The Puget Sound Business Journal has a very good report on Washington state unemployment. As TSB readers know, I’m critical of unemployment “movements” on the order of a tenth of a decimal dutifully parroted as a “drop” or “spike.” (Meanwhile, no headline screams “National payroll number for June revised, 221K jobs lost, not 125K.”)
Not because of unemployment’s valency in political horse-race season, but simply because real-world decisions on things like unemployment extensions hinge on whether politicians and their constituents believe things are getting better or worse.
For context, the last time Washington’s well-massaged unemployment rate stood at 8.7 percent was 1992. The dot-com reset crested at 8.3 percent. So if things are any “better” right now, they’re also the worst we’ve seen in eighteen years.

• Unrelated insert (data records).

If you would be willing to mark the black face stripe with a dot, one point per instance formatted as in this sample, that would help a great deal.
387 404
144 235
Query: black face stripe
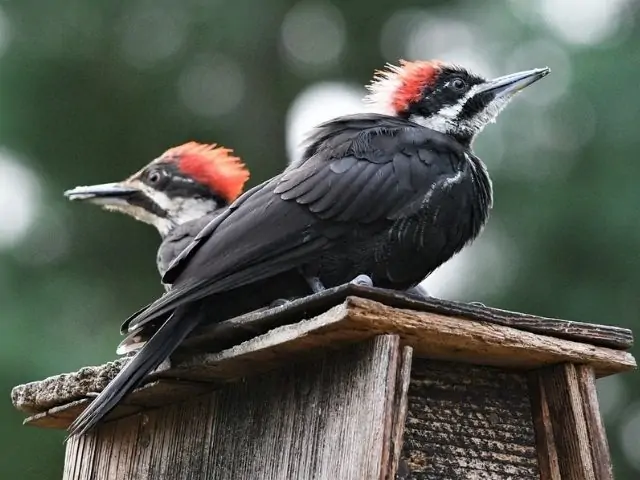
175 184
442 93
475 105
139 199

Greg Lamm’s PSBJ post tackles another measurement, of overall “labor underutilization” (broken out in categories U-1 to U-6). Category U-6, for instance, includes people who have been out of work so long they have stopped looking or who have taken part-time work just to pay bills. “By that measure, Washington’s unemployment rate was 17.4 percent for a period that spans the third quarter of 2009 and the first two quarters of 2010,” writes Lamm.
That number dwarfs the 0.3 percent “fall” in unemployment that was the subject of so much tea-leaf reading in July. Whether there’s much state government can do or not, employment (rather, the lack thereof) is likely to the be the hot button issue of the election season.